One of the most fascinating things about this experience for me has been how surprisingly calm I am for the majority of the day. Had you asked me months ago what I would be like if my marriage ended I would have said “an absolute disaster.” I would have envisioned hours of crying and inability to sleep, days of skipping work and staring into space, weeks of begging and doing nothing but sleep. And yet, it has been none of those. Although I have cried, I have also slept. I have not missed a day of work…in fact, I have been coming early and leaving late. I want nothing to do with staring into space. I have not begged.

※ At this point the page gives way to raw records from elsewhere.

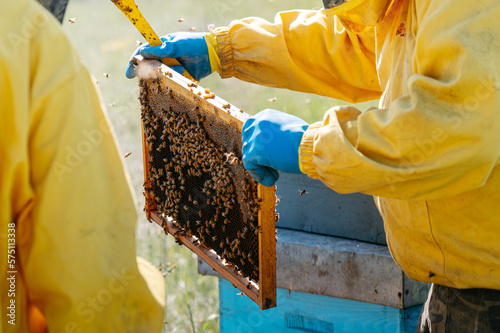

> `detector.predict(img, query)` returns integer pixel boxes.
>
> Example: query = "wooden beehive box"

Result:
[138,61,277,309]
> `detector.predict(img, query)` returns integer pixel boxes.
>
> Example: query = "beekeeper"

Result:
[127,0,500,332]
[0,0,165,333]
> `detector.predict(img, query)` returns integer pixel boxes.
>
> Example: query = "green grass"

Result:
[63,0,376,333]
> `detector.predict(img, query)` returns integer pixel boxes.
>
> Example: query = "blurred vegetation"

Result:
[63,0,376,333]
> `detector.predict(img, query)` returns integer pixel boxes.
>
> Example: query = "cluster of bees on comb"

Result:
[139,78,270,283]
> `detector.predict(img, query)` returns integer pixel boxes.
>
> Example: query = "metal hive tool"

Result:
[138,61,277,309]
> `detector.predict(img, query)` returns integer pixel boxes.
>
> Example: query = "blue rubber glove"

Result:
[242,109,309,186]
[125,32,213,81]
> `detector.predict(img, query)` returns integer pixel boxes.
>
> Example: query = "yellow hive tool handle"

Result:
[111,0,195,81]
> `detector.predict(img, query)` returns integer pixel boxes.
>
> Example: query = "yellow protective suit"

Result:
[216,0,500,289]
[0,0,165,333]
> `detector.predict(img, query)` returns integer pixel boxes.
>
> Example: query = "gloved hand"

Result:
[242,109,309,186]
[125,32,220,80]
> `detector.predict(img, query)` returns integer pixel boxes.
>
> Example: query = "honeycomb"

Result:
[139,68,276,284]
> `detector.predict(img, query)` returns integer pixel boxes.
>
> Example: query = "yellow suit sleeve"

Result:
[0,0,165,332]
[215,10,381,102]
[300,1,500,199]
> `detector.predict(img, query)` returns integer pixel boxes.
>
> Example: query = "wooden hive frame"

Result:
[138,60,276,309]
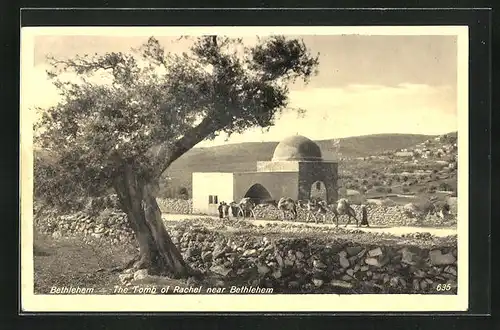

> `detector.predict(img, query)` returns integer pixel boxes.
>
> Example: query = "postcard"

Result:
[20,26,469,312]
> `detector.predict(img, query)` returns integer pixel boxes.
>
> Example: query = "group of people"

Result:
[217,197,370,227]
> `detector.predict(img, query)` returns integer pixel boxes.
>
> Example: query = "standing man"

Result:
[361,204,370,227]
[217,202,224,219]
[222,202,231,220]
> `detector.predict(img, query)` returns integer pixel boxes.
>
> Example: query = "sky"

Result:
[23,34,458,147]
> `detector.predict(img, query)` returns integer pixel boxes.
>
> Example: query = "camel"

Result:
[231,197,256,220]
[331,198,359,227]
[257,197,297,220]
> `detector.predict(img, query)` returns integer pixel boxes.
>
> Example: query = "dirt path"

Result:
[163,213,457,237]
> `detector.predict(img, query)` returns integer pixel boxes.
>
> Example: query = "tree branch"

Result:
[153,116,230,178]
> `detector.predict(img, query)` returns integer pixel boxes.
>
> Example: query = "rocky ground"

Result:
[116,219,457,294]
[36,201,457,294]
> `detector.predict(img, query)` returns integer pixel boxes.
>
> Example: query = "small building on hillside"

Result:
[192,135,338,214]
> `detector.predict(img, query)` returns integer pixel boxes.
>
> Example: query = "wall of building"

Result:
[298,162,338,203]
[192,172,233,214]
[257,161,299,172]
[233,172,299,200]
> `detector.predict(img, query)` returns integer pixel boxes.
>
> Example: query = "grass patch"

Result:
[33,229,136,294]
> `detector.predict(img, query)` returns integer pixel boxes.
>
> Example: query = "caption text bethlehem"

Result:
[113,285,273,294]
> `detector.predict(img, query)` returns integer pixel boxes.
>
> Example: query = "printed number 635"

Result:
[436,283,451,291]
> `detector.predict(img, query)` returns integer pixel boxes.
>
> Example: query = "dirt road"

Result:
[162,213,457,237]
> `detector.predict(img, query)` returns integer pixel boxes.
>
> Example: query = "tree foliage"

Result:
[35,36,318,199]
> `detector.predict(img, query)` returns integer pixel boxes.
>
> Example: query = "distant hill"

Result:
[166,134,433,191]
[35,132,456,199]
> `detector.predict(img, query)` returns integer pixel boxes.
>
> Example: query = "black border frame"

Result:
[4,8,492,326]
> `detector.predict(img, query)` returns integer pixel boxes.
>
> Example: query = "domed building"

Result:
[192,135,338,214]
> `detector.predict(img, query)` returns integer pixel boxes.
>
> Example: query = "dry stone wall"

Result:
[135,222,457,293]
[35,199,457,293]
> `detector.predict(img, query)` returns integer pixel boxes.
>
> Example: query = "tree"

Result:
[35,36,318,277]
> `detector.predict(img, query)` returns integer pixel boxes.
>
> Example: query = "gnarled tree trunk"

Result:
[114,166,191,278]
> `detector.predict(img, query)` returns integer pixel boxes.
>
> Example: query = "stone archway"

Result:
[244,183,272,204]
[309,180,328,201]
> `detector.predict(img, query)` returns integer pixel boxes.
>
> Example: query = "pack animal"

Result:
[259,197,297,220]
[231,197,256,220]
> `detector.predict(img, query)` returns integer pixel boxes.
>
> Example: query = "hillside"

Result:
[166,134,432,195]
[35,133,456,197]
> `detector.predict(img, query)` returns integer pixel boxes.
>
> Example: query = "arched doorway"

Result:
[245,183,272,204]
[309,181,327,201]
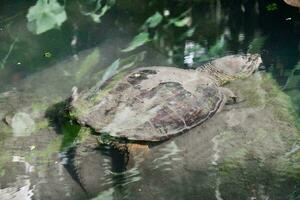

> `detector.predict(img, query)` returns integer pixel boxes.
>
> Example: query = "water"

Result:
[0,0,300,200]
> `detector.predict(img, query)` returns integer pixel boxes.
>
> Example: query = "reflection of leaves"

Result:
[248,36,266,53]
[122,32,150,52]
[75,49,101,81]
[95,51,145,90]
[27,0,67,34]
[208,36,225,57]
[80,0,115,23]
[101,59,120,85]
[266,3,278,12]
[142,12,163,29]
[169,9,192,27]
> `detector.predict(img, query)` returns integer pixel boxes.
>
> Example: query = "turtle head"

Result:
[211,54,262,79]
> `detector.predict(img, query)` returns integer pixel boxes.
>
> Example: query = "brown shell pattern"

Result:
[72,69,224,141]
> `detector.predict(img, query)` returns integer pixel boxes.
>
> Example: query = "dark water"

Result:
[0,0,300,200]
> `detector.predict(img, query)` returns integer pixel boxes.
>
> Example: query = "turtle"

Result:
[69,54,262,166]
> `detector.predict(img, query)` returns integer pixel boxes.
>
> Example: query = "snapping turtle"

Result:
[70,54,262,162]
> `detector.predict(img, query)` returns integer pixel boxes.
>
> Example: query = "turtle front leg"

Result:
[217,87,237,112]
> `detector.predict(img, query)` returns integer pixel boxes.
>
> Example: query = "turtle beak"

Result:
[257,63,266,71]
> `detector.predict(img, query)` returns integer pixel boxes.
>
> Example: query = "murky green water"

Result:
[0,0,300,200]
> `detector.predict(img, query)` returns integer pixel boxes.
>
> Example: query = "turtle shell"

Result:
[71,67,224,141]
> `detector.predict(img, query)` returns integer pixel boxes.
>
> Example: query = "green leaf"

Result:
[142,12,163,28]
[26,0,67,34]
[80,0,115,23]
[174,17,192,27]
[122,32,150,52]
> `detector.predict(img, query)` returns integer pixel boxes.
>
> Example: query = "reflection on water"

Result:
[0,0,300,200]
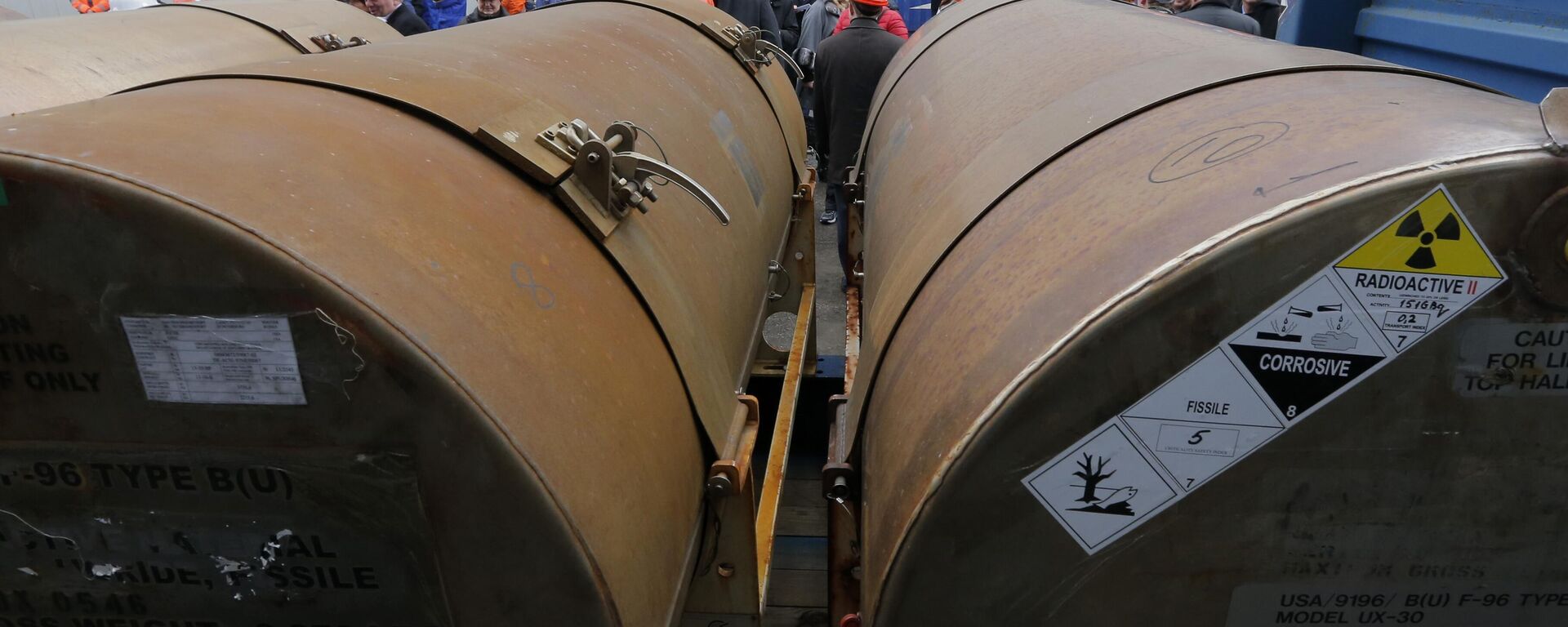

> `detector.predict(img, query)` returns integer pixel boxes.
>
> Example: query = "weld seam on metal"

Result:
[0,147,622,624]
[852,64,1491,431]
[876,145,1548,617]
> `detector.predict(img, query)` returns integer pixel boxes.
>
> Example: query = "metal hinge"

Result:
[702,24,803,80]
[537,119,729,238]
[310,33,370,51]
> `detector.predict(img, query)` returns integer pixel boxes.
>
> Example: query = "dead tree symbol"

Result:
[1072,453,1116,503]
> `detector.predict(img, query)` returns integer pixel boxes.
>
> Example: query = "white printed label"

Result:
[1024,421,1176,554]
[1454,320,1568,397]
[1024,185,1505,554]
[119,317,305,404]
[1225,581,1568,627]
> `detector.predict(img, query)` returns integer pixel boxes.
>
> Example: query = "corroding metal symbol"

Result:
[511,262,555,309]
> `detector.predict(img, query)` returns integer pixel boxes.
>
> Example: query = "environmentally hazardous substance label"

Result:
[1454,320,1568,397]
[1225,581,1568,627]
[1024,186,1505,554]
[119,317,305,404]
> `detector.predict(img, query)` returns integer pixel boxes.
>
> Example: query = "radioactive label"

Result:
[1334,185,1505,353]
[1024,185,1505,554]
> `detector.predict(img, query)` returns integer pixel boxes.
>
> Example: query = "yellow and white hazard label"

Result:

I have not spent a single, entire day in bed.
But there are moments…
When I walk across my work campus alone and I have to suddenly hold my breath because I fear the next one will bring with it uncontrollable tears.
When I hear someone say “husband” on the radio while driving and I grip the steering wheel a little tighter.
When I scroll through wedding posts, engagement announcements, or gender reveal pictures on Facebook and I close my eyes and take a deep breath.
When I hear Adele’s “When We Were Young” at a Dunkin Donuts as I stand in line waiting to order my medium coffee light and sweet (or cold brew black) and I pretend I’m fixing my eyeliner when really I’m just letting the tears pool on to the side of my fingers.
When I see someone who does not yet know and I avoid contact as I chant in my head “please don’t ask, please don’t ask.”
When I’m laughing with a friend or coworker and suddenly I feel like I’m two people at once – one who is going to be ok and another who wonders if she ever will be.
When I notice the clock getting closer to the end of the work day, signaling the time to return to a home I didn’t ask for, and I can actually feel a rope connecting my heart and throat as if they are playing tug-of-war.
When I’m out with friends having a seemingly good time and a memory makes its way into my head so I make fists, pressing my nails into my palms because I heard that your body can’t feel pain in two places at once.
And you can’t. Your brain also can’t handle dealing with so much hurt…so it doesn’t. So for most of the day you’re fine, and smiling, and laughing, and telling yourself you will rise above this.
But there are moments. Too many moments.